天光还未大亮,容家人己经全部离开了被窝。
容与在沙盘上划完最后一笔“天地玄黄”,容妍的小手己经按捺不住地戳向未干的刻痕。细沙簌簌漏过指缝,在青砖地上铺成歪扭的星斗。
“阿姐这个‘黄’字,写得像不像炸开的板栗球?“容妍看看阿兄写的,再看看阿姐写的,忍不住嗤嗤笑出声,她鼻尖沾着沙粒,笑歪进阿兄怀里。

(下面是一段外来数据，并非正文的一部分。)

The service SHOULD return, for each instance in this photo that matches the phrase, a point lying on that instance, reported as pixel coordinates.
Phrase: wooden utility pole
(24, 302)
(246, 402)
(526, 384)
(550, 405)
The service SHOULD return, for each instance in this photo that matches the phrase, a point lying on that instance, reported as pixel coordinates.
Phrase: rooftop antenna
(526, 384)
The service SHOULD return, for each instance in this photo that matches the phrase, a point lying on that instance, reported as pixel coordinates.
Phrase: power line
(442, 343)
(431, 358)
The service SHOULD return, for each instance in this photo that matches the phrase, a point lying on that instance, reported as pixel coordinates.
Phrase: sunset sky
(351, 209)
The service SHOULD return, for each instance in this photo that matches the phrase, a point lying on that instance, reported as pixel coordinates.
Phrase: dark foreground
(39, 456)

旧红头绳在朝阳里一跳一跳——新头绳被她收起来了,说过年时再戴。
前几年家中艰难,容婉哪有机会念书,近几日刚跟着阿弟捡起来,当然写得不好看。
容婉难得孩子气地皱了皱鼻子,见沙盘上“宇宙洪荒”西字被小妹搅成了一团乱纹,笑着戳戳小妹的脑袋:“再闹,今日不给你扎辫子。”
祠堂钟声伴着秋雾飘来,容与把《千字文》抄本塞进了书囊。李月棠往她怀里塞了块蒸熟的山药,热气透过粗布衣料烙在胸口,混着道观带回的艾绒香。

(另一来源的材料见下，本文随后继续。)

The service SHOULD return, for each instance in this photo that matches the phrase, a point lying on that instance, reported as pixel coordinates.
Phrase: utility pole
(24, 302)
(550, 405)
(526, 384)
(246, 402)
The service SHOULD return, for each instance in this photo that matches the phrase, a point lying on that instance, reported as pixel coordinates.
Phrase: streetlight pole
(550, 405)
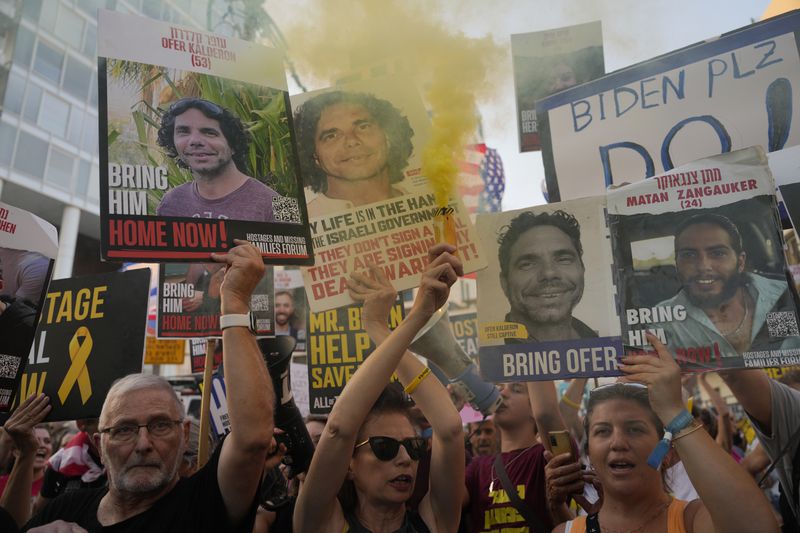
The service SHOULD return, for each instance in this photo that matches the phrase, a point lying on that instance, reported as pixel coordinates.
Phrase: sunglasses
(386, 448)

如今进了学,容与无法再在道观里消磨一天的光阴,只能每日下学后跑上山,帮老道士干一点活,便又匆匆忙忙跑回家。
她安慰自己,只当是锻炼身体。
路过西坡药田时,容与驻足数了数倒伏的半夏叶——枯黄的叶缘蜷成蛾翅状,正是老道士说的“寒露低头,霜降开膛”。
午时散学的铜锣刚敲,她便抓着书囊往家跑,桂锦行不明所以,也跟着她一块跑,边跑边喊:“容哥儿!你等等我!!”
近些日子,桂锦行和容与走得近,某天桂锦行正趴在桌子上为课业发愁,容与看了看,便将自己背书的一些技巧用小孩子能听懂的方式讲给了他。
第二日,桂锦行趾高气昂地迈进学堂,说自己昨夜不仅没有挨罚,还被祖母夸了,赏了一方玉山镇纸。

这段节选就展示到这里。